# General Question



## Ependi Silalahi (Aug 28, 2016)

I hope I am posting on the right room anyway.

Here are my general questions.

Doing install:
1. `pkg install` means I am installing from internet and I must be connected to internet
2. doing /usr/ports/appsname is doing installation from my local computer am I right?
3  how do I know that I am installing the latest version is that by doing `pkg install`

Thank you


----------



## drhowarddrfine (Aug 28, 2016)

https://www.freebsd.org/doc/en_US.ISO8859-1/books/handbook/ports.html
https://www.freebsd.org/doc/en_US.ISO8859-1/books/handbook/pkgng-intro.html
https://www.freebsd.org/doc/en_US.ISO8859-1/books/handbook/ports-using.html


----------



## Ependi Silalahi (Aug 28, 2016)

drhowarddrfine said:


> https://www.freebsd.org/doc/en_US.ISO8859-1/books/handbook/ports.html
> https://www.freebsd.org/doc/en_US.ISO8859-1/books/handbook/pkgng-intro.html
> https://www.freebsd.org/doc/en_US.ISO8859-1/books/handbook/ports-using.html


So I was half right then that pkg check the internet and local ports from ports collection
Why is it then installing from port collections is a little bit longer? Or is just me ?


----------



## tobik@ (Aug 28, 2016)

Ependi Silalahi said:


> so i was half right then that Pkg check the imternet and local ports from ports collection
> why is it then installing from port collections is a little bit longer? or is just me ?

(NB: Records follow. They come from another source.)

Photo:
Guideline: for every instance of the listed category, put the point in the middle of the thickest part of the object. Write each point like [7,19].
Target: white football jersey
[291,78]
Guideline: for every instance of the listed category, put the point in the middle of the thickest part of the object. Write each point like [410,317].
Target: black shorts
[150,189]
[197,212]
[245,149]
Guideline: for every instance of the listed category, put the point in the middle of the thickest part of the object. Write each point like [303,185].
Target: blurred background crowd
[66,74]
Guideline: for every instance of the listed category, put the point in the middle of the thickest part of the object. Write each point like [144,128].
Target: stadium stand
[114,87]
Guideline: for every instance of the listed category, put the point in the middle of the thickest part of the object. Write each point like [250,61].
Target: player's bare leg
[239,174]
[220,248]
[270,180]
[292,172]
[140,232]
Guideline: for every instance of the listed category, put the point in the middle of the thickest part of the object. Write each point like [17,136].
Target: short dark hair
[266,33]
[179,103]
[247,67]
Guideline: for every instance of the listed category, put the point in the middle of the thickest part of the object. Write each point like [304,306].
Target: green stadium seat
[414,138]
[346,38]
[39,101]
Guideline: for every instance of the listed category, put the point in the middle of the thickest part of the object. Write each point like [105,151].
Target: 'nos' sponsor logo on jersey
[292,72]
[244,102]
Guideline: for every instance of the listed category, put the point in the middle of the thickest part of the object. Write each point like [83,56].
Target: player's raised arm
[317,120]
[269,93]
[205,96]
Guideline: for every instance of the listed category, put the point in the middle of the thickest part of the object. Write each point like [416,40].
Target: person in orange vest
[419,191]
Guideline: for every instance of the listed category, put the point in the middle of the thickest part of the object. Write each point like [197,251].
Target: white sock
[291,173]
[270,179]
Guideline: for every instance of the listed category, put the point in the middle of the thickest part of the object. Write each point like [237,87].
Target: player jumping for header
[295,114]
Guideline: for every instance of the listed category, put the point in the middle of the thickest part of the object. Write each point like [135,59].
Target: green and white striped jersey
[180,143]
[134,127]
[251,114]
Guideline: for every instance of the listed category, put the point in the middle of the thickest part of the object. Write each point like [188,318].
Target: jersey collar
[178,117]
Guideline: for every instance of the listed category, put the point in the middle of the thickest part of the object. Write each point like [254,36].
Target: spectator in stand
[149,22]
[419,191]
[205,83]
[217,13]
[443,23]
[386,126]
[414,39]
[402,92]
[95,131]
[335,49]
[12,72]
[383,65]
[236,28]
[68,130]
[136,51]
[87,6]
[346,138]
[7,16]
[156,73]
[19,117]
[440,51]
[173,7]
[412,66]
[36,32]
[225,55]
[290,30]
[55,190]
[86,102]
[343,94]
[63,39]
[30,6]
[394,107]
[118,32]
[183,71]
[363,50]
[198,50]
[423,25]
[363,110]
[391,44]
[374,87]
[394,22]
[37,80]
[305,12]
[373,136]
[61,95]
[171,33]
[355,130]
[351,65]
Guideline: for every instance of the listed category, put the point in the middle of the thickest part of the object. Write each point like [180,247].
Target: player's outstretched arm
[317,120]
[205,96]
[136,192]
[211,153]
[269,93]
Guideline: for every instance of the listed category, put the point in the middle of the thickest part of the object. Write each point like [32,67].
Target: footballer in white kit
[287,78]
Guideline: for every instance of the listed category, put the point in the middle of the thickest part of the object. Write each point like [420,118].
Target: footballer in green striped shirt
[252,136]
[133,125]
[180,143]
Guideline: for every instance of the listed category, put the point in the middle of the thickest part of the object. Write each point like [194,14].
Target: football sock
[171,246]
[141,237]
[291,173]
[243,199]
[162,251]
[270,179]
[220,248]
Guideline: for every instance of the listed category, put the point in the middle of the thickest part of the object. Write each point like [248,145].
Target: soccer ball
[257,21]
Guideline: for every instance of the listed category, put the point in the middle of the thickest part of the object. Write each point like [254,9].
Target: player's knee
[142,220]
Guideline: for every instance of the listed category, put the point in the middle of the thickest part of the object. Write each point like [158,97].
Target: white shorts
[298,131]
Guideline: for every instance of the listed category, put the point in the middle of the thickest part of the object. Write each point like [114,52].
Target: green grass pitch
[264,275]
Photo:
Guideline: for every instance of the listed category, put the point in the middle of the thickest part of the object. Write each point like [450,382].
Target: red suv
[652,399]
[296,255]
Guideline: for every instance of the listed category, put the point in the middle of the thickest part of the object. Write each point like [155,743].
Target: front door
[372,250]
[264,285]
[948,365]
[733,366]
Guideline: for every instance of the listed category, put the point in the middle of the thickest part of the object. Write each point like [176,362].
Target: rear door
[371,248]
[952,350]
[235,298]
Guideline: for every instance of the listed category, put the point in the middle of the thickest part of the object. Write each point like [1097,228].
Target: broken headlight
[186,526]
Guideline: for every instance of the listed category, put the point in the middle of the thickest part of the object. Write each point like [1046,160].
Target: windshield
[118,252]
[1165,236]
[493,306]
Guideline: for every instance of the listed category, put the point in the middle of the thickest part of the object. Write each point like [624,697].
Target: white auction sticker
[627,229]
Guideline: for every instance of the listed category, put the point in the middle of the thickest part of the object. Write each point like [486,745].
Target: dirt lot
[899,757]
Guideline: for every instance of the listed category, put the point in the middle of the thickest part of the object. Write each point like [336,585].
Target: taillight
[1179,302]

`pkg` downloads pre-compiled binary packages from the internet. The ports collection downloads source tarballs which are then compiled and build into packages. This is a quite CPU-intensive thing to do so takes a whole lot longer.

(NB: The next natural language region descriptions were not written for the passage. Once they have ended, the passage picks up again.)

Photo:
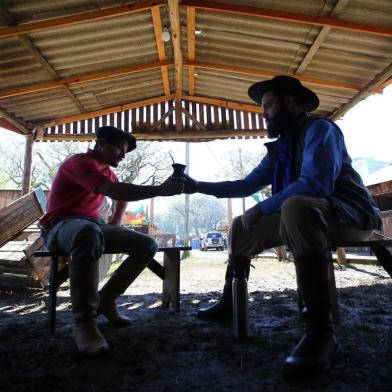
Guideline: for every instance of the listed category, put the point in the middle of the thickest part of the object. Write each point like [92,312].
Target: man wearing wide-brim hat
[317,199]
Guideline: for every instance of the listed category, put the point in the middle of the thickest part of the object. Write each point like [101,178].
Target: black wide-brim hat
[113,134]
[287,84]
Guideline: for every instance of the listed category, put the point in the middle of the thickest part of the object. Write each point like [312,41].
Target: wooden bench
[169,272]
[378,247]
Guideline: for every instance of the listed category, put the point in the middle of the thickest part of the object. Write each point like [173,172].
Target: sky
[367,129]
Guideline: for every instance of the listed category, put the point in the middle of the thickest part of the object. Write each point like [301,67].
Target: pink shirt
[73,188]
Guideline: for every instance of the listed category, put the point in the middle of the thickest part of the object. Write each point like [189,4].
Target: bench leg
[332,294]
[384,257]
[171,280]
[53,284]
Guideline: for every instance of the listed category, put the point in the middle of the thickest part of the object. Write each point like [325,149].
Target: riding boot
[85,300]
[223,309]
[120,280]
[315,351]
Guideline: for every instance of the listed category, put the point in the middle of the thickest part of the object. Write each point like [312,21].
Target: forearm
[224,189]
[129,192]
[119,209]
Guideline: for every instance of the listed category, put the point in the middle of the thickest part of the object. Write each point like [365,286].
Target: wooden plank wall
[7,196]
[213,118]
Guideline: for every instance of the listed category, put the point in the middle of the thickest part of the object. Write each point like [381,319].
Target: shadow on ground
[162,351]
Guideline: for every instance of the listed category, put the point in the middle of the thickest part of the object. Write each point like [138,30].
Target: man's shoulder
[79,158]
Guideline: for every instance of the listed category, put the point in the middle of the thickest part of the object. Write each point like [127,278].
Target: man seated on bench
[317,199]
[72,225]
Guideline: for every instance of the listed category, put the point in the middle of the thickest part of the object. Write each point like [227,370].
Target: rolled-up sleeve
[321,165]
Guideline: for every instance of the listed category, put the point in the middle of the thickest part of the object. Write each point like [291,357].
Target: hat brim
[309,99]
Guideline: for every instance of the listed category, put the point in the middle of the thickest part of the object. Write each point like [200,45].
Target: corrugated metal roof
[235,48]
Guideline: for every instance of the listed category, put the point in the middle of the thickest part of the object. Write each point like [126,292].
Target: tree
[206,213]
[146,165]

Both `pkg` and ports require an internet connection and download files from the internet.


----------



## kpa (Aug 28, 2016)

tobik said:


> `pkg` downloads pre-compiled binary packages from the internet. The ports collection downloads source tarballs which are then compiled and build into packages. This is a quite CPU-intensive thing to do so takes a whole lot longer.
> 
> Both `pkg` and ports require an internet connection and download files from the internet.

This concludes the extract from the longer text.